Pattern of Malocclusion among Patients Seeking Orthodontic Treatment at Hospitals and Private Clinics of Province 2, Nepal
Keywords:Angle's classification, Malocclusion, Occlusal traits, Orthodontics
Introduction: Malocclusion affect the esthetic, function of the patients, so they seek orthodontic treatment for normal function and healthy and beautiful smile. Increase in public awareness and availability of orthodontic specialty services have led to increasing number of orthodontic patients in specialty clinics and hospitals. The objective of this study is to examine the pattern of malocclusion in the patients visiting medical and dental teaching hospitals and dental clinics and to measure the different Angle’s classification of malocclusion with discrepancies in all three planes.

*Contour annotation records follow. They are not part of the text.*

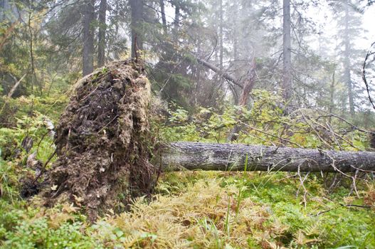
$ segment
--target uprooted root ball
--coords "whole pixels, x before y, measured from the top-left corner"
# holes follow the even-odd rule
[[[57,127],[48,201],[68,196],[93,220],[151,192],[150,95],[133,60],[112,63],[77,83]]]

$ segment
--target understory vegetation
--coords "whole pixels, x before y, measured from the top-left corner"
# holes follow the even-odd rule
[[[56,110],[62,110],[66,102],[63,96],[58,100],[55,101]],[[28,101],[34,103],[32,112],[22,108],[23,102]],[[164,122],[159,120],[158,124],[154,124],[153,129],[159,130],[159,136],[164,141],[203,139],[217,142],[224,141],[226,131],[236,124],[234,119],[247,119],[246,123],[252,124],[250,134],[253,135],[244,129],[239,142],[278,144],[287,141],[292,147],[324,148],[324,142],[317,138],[319,132],[324,129],[310,124],[309,130],[306,123],[292,122],[282,115],[276,118],[279,110],[270,104],[272,101],[265,92],[262,92],[254,103],[263,105],[261,113],[244,112],[241,117],[235,115],[237,109],[232,108],[217,111],[202,109],[194,117],[175,108],[169,111],[169,118],[164,118]],[[89,222],[80,207],[73,203],[45,208],[41,205],[43,200],[38,196],[25,197],[31,195],[33,190],[27,181],[36,179],[38,171],[43,170],[45,166],[48,169],[51,161],[56,159],[56,157],[51,157],[55,148],[48,126],[48,122],[57,121],[58,115],[53,112],[46,115],[51,112],[46,108],[50,104],[48,100],[37,100],[33,97],[6,104],[7,108],[17,110],[14,116],[17,126],[1,128],[2,248],[375,246],[375,185],[367,176],[356,181],[354,190],[351,178],[339,174],[337,180],[334,174],[166,172],[159,180],[151,199],[134,200],[128,212],[118,213],[107,210],[94,223]],[[267,108],[268,105],[270,108]],[[257,120],[249,122],[254,117]],[[270,117],[273,117],[272,125]],[[300,116],[295,118],[297,117]],[[311,115],[309,117],[314,120]],[[208,122],[201,122],[199,119]],[[292,129],[297,135],[282,137],[278,134],[276,131],[280,129],[278,126],[282,123],[293,124],[290,130]],[[348,128],[340,125],[342,129]],[[302,130],[304,133],[300,134],[298,132]],[[200,139],[204,137],[206,138]],[[280,137],[286,140],[280,140]],[[26,140],[32,141],[29,142],[32,144],[25,147]],[[348,132],[342,135],[340,142],[332,146],[335,149],[364,149],[369,146],[369,136],[357,130]],[[43,165],[29,166],[28,158],[34,153]],[[41,179],[36,181],[42,182]],[[124,196],[120,194],[117,198],[121,200]]]
[[[0,248],[375,248],[374,3],[1,0]]]

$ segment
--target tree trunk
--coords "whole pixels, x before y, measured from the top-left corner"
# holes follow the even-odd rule
[[[236,144],[175,142],[163,148],[164,170],[352,172],[375,171],[374,152]]]
[[[177,1],[174,1],[174,21],[173,26],[173,35],[175,40],[178,38],[179,26],[180,23],[180,6]]]
[[[94,70],[94,31],[92,23],[95,18],[95,0],[86,0],[83,5],[83,76]]]
[[[162,24],[163,25],[163,31],[164,35],[167,35],[168,30],[167,29],[167,18],[165,17],[164,0],[160,0],[160,11],[162,12]]]
[[[107,0],[100,0],[99,6],[99,33],[97,44],[97,67],[102,67],[105,63],[105,23],[107,13]]]
[[[220,25],[218,28],[218,36],[219,36],[219,47],[220,47],[220,55],[219,55],[219,60],[220,60],[220,68],[223,68],[223,55],[224,55],[224,48],[223,46],[223,0],[219,0],[219,19],[220,19]]]
[[[283,0],[282,12],[282,97],[285,102],[287,102],[290,101],[292,92],[292,48],[290,45],[290,0]]]
[[[345,51],[344,51],[344,80],[347,84],[347,88],[348,90],[348,97],[349,97],[349,107],[350,111],[350,115],[352,117],[354,117],[354,101],[353,97],[353,88],[352,85],[352,77],[350,75],[350,36],[349,36],[349,4],[347,1],[344,4],[345,5],[345,30],[344,31],[344,46]]]
[[[192,55],[194,56],[194,55]],[[232,75],[231,75],[230,74],[223,71],[221,69],[216,67],[215,65],[210,63],[209,62],[207,62],[197,57],[196,57],[196,58],[199,63],[202,63],[202,65],[204,65],[205,67],[208,68],[209,69],[212,70],[213,72],[219,74],[221,77],[223,77],[224,79],[231,82],[234,85],[239,86],[241,88],[243,88],[243,85],[241,85],[241,83],[240,83],[239,80],[235,78],[234,77],[233,77]]]
[[[143,0],[130,0],[132,10],[132,58],[137,57],[138,50],[143,49],[142,21]]]
[[[253,59],[251,64],[250,65],[250,69],[248,73],[248,78],[246,78],[243,83],[243,88],[242,88],[242,92],[238,100],[238,106],[246,107],[248,105],[250,92],[253,90],[254,85],[255,84],[255,60]],[[240,115],[242,112],[240,110]],[[238,138],[238,132],[241,130],[241,125],[236,124],[233,129],[231,131],[229,136],[227,138],[228,142],[233,142],[237,140]]]

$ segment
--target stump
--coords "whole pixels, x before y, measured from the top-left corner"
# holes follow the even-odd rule
[[[68,198],[95,220],[151,193],[150,97],[150,84],[132,60],[112,63],[77,83],[56,129],[58,159],[48,174],[48,203]]]

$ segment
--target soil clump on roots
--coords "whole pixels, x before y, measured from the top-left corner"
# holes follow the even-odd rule
[[[156,171],[149,162],[151,91],[142,71],[134,60],[117,61],[77,83],[56,129],[49,204],[70,200],[93,221],[150,194]]]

Materials and Method: Three hundred seventeen acceptable study casts were selected from 403 case records of orthodontic patients who visited the different hospitals and private clinics of Province 2, Nepal. A standard guidance of Angle’s classification was used to classify the cases and casts were measured to record the data. Different Angle’s classification of malocclusion with discrepancies in all three planes was studied. Descriptive statistics (frequency, percentage, mean and SD) and inferential statistics (chi square and fisher exact test) was used to find out the association between occlusal traits and demographic variables.
Result: According to the Angle’s classification of malocclusion, most of the patient’s cast 65.9% were of class I, followed by class II 31.8%, class III 5.3% occlusion pattern. Among the class II malocclusion, class II division 1 malocclusion was more prevalent (86.13%). Under space discrepancies, crowding of teeth was present in 42.58% of patient. Of the total teeth crowding patient, 70.3% had crowding of teeth in both the arches followed by only mandibular arch (25.18%). There is statistically significant association between the age and the occlusal traits like crowding (p value 0.008), spacing (p value 0.000) and overjet (p value 0.000) at 0.01 level of significance.
Conclusion: Angle’s class I was the most prevalent malocclusion followed by class II and class III. Increased overjet was the commonest occlusal trait. There was statistically significant association between the age and occlusal traits like crowding, spacing and overjet.